The Brooklyn Bridge (originally the New York and Brooklyn Bridge), one of the oldest suspension bridges in the United States, stretches 6516 feet (1834 m) over the East River from Manhattan to Brooklyn. On completion, it was the largest suspension bridge in the world and the first steel-wire suspension bridge.

Contents

History

Construction began in 1869. The Brooklyn Bridge was completed fourteen years later and was opened for use on May 24, 1883. On that first day, a total of 1,800 vehicles and 150,300 people crossed. The bridge's main span over the East River is 1,595 feet (486 meters). The bridge cost $18 million to build and approximately 27 people died during its construction. A week after the opening, on May 30, a rumor that the Bridge was going to collapse caused a stampede which crushed twelve people.

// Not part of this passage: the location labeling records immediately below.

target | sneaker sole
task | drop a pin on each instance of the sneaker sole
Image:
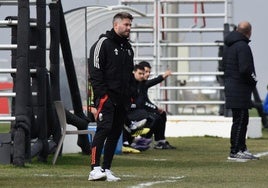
(101, 178)
(237, 160)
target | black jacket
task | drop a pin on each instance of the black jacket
(239, 71)
(110, 68)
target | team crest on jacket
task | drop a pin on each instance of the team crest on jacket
(116, 51)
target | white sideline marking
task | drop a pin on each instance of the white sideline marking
(148, 184)
(54, 175)
(261, 154)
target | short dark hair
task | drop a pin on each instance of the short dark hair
(138, 67)
(145, 64)
(122, 15)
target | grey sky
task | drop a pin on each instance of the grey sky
(252, 11)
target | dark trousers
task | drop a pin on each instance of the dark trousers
(239, 130)
(133, 115)
(109, 129)
(157, 125)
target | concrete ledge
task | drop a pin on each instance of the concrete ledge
(179, 126)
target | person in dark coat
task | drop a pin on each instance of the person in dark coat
(110, 70)
(240, 81)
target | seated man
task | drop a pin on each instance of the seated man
(157, 115)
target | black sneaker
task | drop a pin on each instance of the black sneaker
(164, 145)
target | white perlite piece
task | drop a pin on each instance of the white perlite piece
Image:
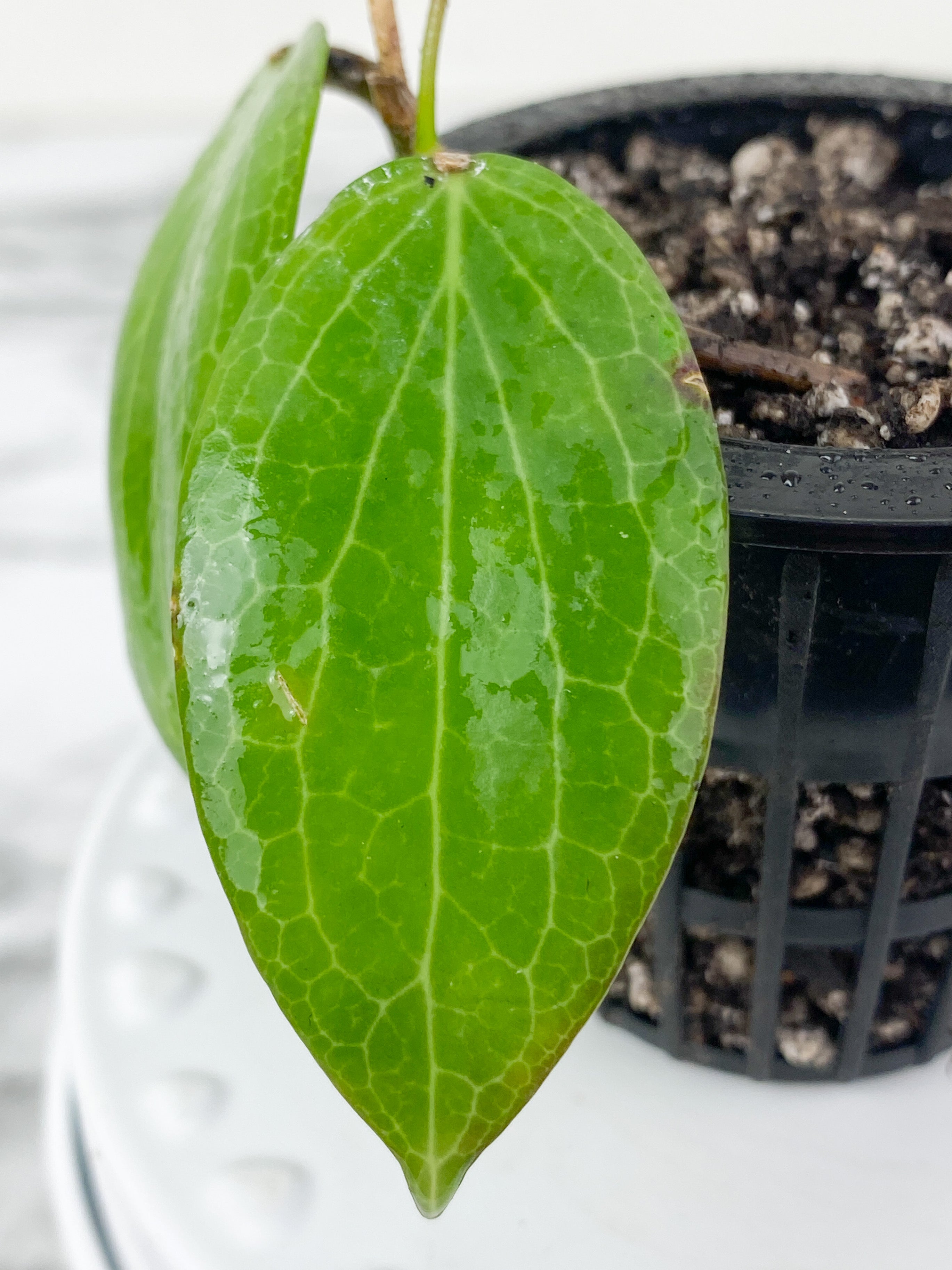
(926, 341)
(642, 989)
(806, 1047)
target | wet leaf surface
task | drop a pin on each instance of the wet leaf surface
(226, 226)
(452, 602)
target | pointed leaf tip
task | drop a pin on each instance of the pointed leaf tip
(446, 486)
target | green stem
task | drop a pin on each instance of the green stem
(427, 139)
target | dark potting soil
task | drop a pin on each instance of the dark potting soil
(837, 844)
(817, 993)
(824, 253)
(837, 841)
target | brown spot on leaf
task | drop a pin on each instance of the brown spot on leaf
(176, 614)
(451, 160)
(690, 383)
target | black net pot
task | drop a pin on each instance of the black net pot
(839, 636)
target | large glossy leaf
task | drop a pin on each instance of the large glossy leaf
(452, 571)
(226, 226)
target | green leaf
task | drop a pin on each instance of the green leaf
(452, 563)
(226, 226)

At the time it opened, it was the longest suspension bridge in the world — fifty percent longer than any previously built — and has become a treasured landmark. Additionally, for several years the towers were the tallest structures in the United States. Since the 1980s, it has been floodlit at night to display its architectural features. The architecture style is Gothic, with characteristic pointed arches above the passageways through the stone towers.

The bridge was designed by an architectural firm owned by John Augustus Roebling in Trenton, New Jersey. Roebling and his firm had built smaller suspension bridges, such as the John A. Roebling Suspension Bridge in Cincinnati, Ohio and the Waco Suspension Bridge in Waco, Texas, that served as the engineering prototypes for the final design.

As construction was beginning, Roebling's foot was seriously injured in an accident; within a few weeks, he died of tetanus. His son, Washington, succeeded him, but was stricken with caisson disease (decompression sickness), due to working in compressed air with the sandhogs, and was only capable of limited speech or movement. Washington's wife, Emily Warren Roebling, trained herself in engineering so she could communicate his wishes to the builders. When the bridge opened she was also the first person to cross it. Washington Roebling was unable to leave his home and watched the construction through a telescope.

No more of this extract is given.